973ウルトラマンゼロの使い魔 ◆5i.kSdufLc:2016/11/06(日) 22:57:45 ID:H7NMsIvs
「やってやろうじゃねぇか! 後で今のなしって言っても聞かねぇから覚悟しやがれッ!」
 力を込めて、ゼロアイを装着!
「デュワッ!」
 才人が光に包まれ、ウルトラマンゼロがビゾームの正面に立つ。
『テメェみてぇな輩のこすいやり口は許せねぇ! ばっちり引導を渡してやらぁッ!』
 ゼロとビゾームが互いに走り寄り、格闘戦を開始。
「シェアァッ!」
「フォッフォッフォッ!」
 ゼロの拳を差し込まれたビゾームの腕が止め、ビゾームの膝蹴りをゼロが蹴りを当てて止める。
両者一歩も退かない互角の戦いを演じる。ビゾームの戦闘能力はサタンビゾーを超えるものであった。

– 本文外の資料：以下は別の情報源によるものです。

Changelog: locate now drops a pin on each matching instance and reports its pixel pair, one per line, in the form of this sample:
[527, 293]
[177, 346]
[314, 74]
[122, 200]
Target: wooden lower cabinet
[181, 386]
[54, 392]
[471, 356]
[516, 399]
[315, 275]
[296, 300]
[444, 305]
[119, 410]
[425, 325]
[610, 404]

 しかしゼロは相手の一瞬の隙を突いて、腕を捕らえて高く投げ飛ばした。
『でりゃあぁぁッ!』
「フォフォフォッ!」
 しかしビゾームはクルクル回転しながら綺麗に着地。振り返りざまに右腕から光剣を生やした。
『次は剣の勝負ってとこか……!』
 対するゼロもデルフリンガーを召喚して柄を握り締める。
『行くぜデルフッ!』
『おうよ! あんなナマクラ、へし折ってやんなッ!』
 デルフリンガーとビゾームの光剣が激突し、激しく火花を散らす!
 ビゾームは風を切る剣さばきで、すさまじい斬撃のラッシュを叩き込んでゼロを攻め立てる。

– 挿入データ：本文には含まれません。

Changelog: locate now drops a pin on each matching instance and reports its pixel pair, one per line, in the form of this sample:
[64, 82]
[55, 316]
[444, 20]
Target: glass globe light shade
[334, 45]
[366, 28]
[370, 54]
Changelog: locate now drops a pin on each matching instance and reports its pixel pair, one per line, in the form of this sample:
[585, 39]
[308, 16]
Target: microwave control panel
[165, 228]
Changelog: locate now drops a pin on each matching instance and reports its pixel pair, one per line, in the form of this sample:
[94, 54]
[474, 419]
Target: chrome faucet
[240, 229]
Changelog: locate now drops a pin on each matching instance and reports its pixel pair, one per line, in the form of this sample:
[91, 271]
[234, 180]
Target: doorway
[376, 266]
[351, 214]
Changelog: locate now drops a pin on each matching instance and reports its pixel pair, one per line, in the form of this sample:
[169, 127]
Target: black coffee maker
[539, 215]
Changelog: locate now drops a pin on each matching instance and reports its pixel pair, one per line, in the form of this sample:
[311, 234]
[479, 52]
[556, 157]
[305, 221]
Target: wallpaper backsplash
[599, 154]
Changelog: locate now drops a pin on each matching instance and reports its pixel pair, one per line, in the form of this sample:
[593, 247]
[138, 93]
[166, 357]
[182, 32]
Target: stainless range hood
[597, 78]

しかしゼロの剣戟も全く劣っておらず、ビゾームの斬撃を全て弾き返した。
「セァッ!」
「グフォフォフォ……!」
 息を吐かせぬ剣戟の後、ゼロとビゾームは鍔迫り合いに持ち込む。
 が、ゼロの腕に一層の力が込められると、デルフリンガーの刃が光剣を粉砕した!
「グフォオッ!」
『今だッ! せぇいッ!』
 ビゾームが押されてのけ反ったところに、その身体をZ字に切り裂いた。
「デァッ!」
 更に後ろに跳びながらゼロスラッガーを飛ばし、ビゾームを縦に両断。ビゾームは八つに
分かれてバラバラになった。
『どんなもんだ!』
 デルフリンガーを下げて見得を切るゼロ。普通ならこれで戦いが終わることだろう……。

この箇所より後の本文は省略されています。